Türkischer Gewerkschaftsführer inhaftiert, weil er Kulturen, die Brot essen, als dumm bezeichnete
Am vergangenen Montag wurde der Vorsitzende der Gewerkschaft der Brotproduzenten der Türkei wegen provokanter Äußerungen über den Brotkonsum in seinem Land verhaftet. Er sprach über die steigenden Brotpreise und die dramatische Inflation, die im Oktober mit 85,5 % einen Höchststand seit 24 Jahren erreichte. Er sagte aber auch, dass „Brot das Grundnahrungsmittel für dumme Gesellschaften“ sei.

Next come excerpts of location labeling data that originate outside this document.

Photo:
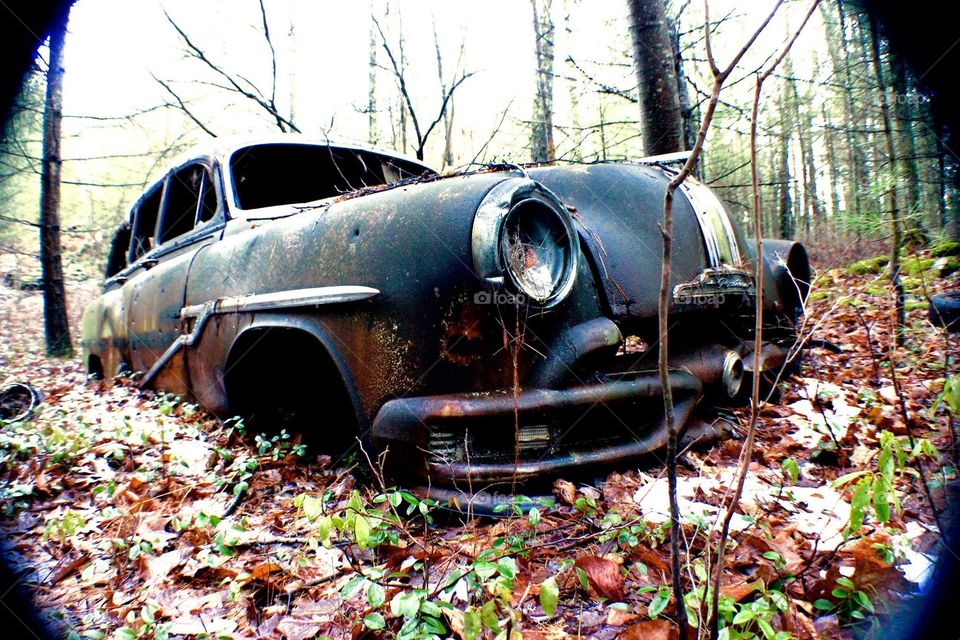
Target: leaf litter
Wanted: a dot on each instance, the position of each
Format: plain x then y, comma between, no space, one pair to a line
134,513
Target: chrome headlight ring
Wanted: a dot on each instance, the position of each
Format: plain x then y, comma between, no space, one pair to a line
524,239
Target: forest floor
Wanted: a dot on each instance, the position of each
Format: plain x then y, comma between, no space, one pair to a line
135,515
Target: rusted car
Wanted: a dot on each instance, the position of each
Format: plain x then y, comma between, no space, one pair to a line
480,328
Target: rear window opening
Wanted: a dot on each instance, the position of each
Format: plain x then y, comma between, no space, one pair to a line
277,174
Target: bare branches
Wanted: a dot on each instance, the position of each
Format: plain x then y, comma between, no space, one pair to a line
746,453
398,72
183,106
236,82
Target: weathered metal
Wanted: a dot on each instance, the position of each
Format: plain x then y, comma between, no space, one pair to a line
424,310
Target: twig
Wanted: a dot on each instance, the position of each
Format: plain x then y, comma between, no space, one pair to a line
746,453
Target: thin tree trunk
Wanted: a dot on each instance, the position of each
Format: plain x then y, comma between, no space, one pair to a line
892,191
858,179
56,322
906,141
687,114
660,117
783,171
542,148
372,134
573,90
832,163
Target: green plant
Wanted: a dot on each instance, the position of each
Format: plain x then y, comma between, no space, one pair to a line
70,523
874,491
754,619
143,624
278,446
852,604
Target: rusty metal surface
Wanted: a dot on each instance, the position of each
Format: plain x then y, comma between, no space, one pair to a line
442,333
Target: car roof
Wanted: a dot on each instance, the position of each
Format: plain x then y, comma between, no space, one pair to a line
222,147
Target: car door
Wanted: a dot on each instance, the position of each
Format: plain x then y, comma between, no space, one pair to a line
189,217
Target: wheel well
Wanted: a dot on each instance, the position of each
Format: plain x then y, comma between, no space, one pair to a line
285,378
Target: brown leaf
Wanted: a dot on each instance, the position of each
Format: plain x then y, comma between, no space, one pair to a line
565,491
619,617
67,565
261,571
652,559
603,577
650,630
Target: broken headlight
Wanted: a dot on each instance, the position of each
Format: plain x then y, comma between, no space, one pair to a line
524,239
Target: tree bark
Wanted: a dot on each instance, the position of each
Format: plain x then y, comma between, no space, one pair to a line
56,322
892,190
783,170
542,148
660,116
906,141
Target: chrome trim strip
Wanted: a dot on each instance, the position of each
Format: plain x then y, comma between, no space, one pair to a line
278,300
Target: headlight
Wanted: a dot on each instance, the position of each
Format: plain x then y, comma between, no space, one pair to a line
524,239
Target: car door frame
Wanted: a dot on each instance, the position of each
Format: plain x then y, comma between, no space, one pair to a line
152,297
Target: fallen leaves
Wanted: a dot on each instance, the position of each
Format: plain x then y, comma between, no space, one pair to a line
603,577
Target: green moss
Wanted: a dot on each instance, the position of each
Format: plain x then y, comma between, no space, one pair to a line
945,248
820,294
868,266
947,265
912,266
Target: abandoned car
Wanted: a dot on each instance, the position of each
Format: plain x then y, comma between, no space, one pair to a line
480,328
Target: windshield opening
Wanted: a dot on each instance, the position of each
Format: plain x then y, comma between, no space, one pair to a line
276,174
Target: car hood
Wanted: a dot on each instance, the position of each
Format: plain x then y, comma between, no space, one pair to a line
618,209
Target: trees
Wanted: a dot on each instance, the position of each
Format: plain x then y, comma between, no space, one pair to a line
398,68
542,148
653,56
56,322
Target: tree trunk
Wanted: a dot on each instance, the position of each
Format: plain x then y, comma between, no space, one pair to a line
690,123
660,117
542,148
892,191
906,141
56,322
372,136
783,171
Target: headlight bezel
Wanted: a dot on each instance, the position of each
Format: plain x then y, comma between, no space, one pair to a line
509,201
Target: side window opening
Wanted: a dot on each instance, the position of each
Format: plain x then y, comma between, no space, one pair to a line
181,204
269,175
145,223
119,246
208,201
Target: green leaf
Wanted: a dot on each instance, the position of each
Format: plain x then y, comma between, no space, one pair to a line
881,503
659,602
744,616
488,615
484,569
507,567
767,630
406,604
471,624
790,470
374,621
353,585
324,525
376,595
846,582
582,576
549,595
361,529
846,479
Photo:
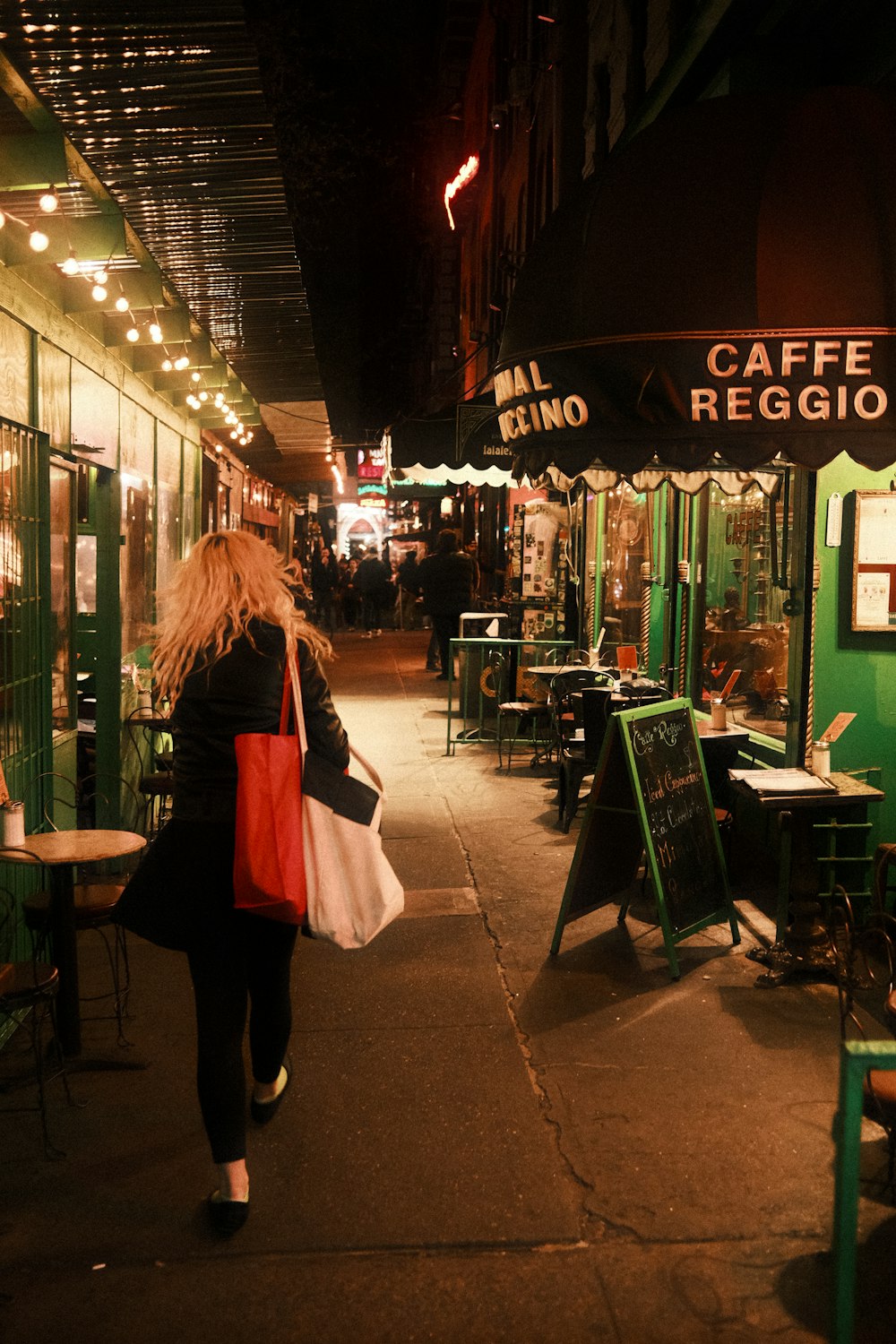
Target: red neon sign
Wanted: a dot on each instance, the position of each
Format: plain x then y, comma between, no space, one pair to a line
463,175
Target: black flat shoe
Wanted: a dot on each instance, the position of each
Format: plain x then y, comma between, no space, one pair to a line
226,1215
263,1112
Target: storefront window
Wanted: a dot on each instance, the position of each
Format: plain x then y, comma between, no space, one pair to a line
167,534
625,550
136,564
61,596
745,631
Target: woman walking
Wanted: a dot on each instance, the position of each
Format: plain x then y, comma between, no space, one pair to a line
228,626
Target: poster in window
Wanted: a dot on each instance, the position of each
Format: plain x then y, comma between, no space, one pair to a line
874,561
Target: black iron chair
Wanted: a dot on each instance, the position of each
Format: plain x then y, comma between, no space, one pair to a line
152,768
579,728
97,889
27,999
522,717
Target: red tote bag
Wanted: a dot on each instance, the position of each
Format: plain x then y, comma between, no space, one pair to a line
269,860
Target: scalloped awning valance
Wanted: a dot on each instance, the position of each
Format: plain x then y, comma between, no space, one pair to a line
726,288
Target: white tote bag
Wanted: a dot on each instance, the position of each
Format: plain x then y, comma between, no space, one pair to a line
352,890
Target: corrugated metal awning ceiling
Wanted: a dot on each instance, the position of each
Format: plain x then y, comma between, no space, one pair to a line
164,102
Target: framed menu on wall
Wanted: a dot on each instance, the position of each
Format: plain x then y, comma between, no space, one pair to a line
874,561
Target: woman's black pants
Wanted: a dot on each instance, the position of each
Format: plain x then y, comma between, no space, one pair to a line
242,967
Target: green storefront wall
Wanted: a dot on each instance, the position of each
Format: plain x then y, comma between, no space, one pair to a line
855,672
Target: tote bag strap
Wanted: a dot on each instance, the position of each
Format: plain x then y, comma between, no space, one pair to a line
293,676
300,723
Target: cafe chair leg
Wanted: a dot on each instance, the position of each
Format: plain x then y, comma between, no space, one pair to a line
29,997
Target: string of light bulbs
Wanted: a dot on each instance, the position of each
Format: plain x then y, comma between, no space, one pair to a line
97,276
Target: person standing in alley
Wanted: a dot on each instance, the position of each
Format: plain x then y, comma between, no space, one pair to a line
228,624
324,586
373,581
446,582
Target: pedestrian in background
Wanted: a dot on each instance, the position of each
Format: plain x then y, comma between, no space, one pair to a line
446,582
409,580
228,626
324,588
373,581
347,593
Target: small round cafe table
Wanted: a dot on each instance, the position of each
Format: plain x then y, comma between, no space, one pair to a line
61,851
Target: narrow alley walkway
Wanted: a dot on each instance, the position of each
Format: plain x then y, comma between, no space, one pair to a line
482,1144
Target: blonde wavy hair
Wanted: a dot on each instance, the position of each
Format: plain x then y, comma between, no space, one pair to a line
228,580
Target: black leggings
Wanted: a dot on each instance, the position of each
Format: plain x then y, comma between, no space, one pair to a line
246,961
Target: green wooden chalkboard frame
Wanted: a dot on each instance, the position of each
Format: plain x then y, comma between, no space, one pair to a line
661,812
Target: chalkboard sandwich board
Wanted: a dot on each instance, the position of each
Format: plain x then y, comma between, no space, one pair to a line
650,797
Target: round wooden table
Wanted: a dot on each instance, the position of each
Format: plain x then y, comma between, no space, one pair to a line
61,851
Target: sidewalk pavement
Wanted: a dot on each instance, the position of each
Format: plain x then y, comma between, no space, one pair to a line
482,1144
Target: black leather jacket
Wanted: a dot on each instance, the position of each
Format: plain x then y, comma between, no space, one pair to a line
241,693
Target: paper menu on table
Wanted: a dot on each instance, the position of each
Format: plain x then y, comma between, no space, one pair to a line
783,781
836,728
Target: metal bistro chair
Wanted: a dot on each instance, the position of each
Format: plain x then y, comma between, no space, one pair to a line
866,961
27,997
581,703
530,717
96,892
153,768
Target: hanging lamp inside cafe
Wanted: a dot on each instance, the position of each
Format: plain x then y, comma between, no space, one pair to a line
720,297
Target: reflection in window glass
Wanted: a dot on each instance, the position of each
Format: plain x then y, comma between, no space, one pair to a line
136,564
167,534
625,548
745,632
86,564
61,596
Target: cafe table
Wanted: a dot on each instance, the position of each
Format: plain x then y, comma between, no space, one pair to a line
805,945
61,851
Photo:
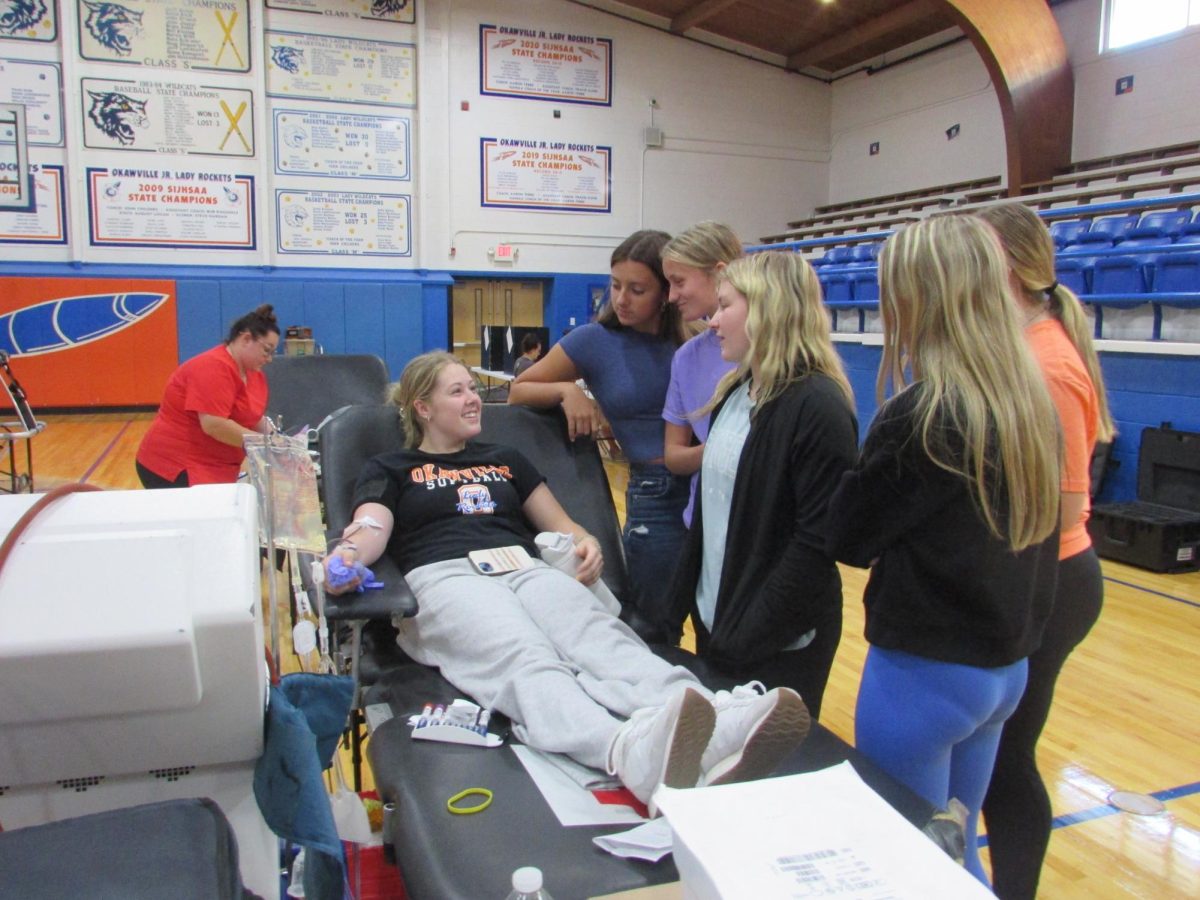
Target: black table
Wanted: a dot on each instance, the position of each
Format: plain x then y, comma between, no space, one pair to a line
453,857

Der Gewerkschaftsvorsitzende verglich den Brotkonsum von 210 Kilo pro Kopf in der Türkei mit einem Pro-Kopf-Konsum von 45 bis 50 Kilo in Schweden, Norwegen, Dänemark, England und Japan. Er sagte weiter, die Liebe der Türken zum Brot erkläre, warum sie seit 20 Jahren Recep Tayyip Erdoğan zum Präsidenten wählen.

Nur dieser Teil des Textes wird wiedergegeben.